Schrott mit Wut bei der WM im Kraftdreikampf

19.1.2018, 16:24 Uhr
Schrott mit Wut bei der WM im Kraftdreikampf

© Foto: Schrott/privat

Michael Schrott (45) ist ein strammer Kerl. Seine Leidenschaft ist der Kraftdreikampf, also Kniebeugen, Bankdrücken und Kreuzheben. Der gebürtige Fürther packte sich in seinen besten Jahren bei Kniebeugen weit über 400 Kilogramm auf die Schultern, drückte auf der Bank etwa 250 Kilogramm und schaffte im Kreuzheben 330 Kilogramm.

Inzwischen kann er diese Maximalwerte nicht mehr ganz abrufen, gehört jedoch in seiner Altersklasse zur absoluten Weltspitze. Sieben WM-Titel hat er inzwischen gewonnen, den letzten 2016 in Baton Rouge, im US-Bundesstaat Louisiana. Mit 300 Kilo bei den Kniebeugen, 210 im Bankdrücken und 280 im Kreuzheben in der Klasse "Masters 1" (40-49 Jahre) drückte, presste und hievte er sich nach ganz oben.

Die Faszination für den Kraftdreikampf entwickelte sich langsam. Der erste Berührungspunkt war eine Werbeanzeige für Trainingsgeräte, auf die er als kleiner Junge in einem Magazin stieß. Als Schrott den trainierten Athleten in der Werbung sah, war sofort klar: Hanteln müssen her!

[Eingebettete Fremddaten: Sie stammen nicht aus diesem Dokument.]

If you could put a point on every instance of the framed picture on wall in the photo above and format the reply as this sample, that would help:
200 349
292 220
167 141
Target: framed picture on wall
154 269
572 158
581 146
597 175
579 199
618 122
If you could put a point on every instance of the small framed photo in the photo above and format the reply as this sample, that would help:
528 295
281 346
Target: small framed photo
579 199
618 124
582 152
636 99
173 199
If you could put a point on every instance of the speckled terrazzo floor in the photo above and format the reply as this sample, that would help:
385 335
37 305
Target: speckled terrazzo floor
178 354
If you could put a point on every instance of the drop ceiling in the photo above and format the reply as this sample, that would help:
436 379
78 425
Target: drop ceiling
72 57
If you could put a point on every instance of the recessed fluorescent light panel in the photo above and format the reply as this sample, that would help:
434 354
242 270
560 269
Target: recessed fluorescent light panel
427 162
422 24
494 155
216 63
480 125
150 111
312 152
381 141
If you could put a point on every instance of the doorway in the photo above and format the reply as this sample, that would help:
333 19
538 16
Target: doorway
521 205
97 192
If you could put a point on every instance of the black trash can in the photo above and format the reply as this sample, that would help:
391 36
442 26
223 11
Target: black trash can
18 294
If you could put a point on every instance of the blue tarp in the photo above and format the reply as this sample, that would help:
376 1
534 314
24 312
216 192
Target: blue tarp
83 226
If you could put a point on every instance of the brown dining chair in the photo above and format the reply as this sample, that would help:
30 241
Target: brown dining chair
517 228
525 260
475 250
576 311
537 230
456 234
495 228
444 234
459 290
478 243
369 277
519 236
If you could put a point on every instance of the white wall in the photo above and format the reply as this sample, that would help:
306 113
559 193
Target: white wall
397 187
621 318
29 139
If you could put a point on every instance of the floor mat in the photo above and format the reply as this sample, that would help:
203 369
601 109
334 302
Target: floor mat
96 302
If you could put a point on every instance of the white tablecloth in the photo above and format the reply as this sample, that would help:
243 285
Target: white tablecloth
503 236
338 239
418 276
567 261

Mit 13 Jahren ging das Training los und führte ihn, vom anfänglichen Üben zuhause, mit 16 Jahren ins Fitnessstudio, wo er sich immer mehr in Richtung Bodybuilding orientierte. Nachdem er über die Zeitung von den Gewichthebern des TSV Altenberg erfuhr, schloss er sich mit 21 Jahren dem Verein an und begann, Titel zu sammeln.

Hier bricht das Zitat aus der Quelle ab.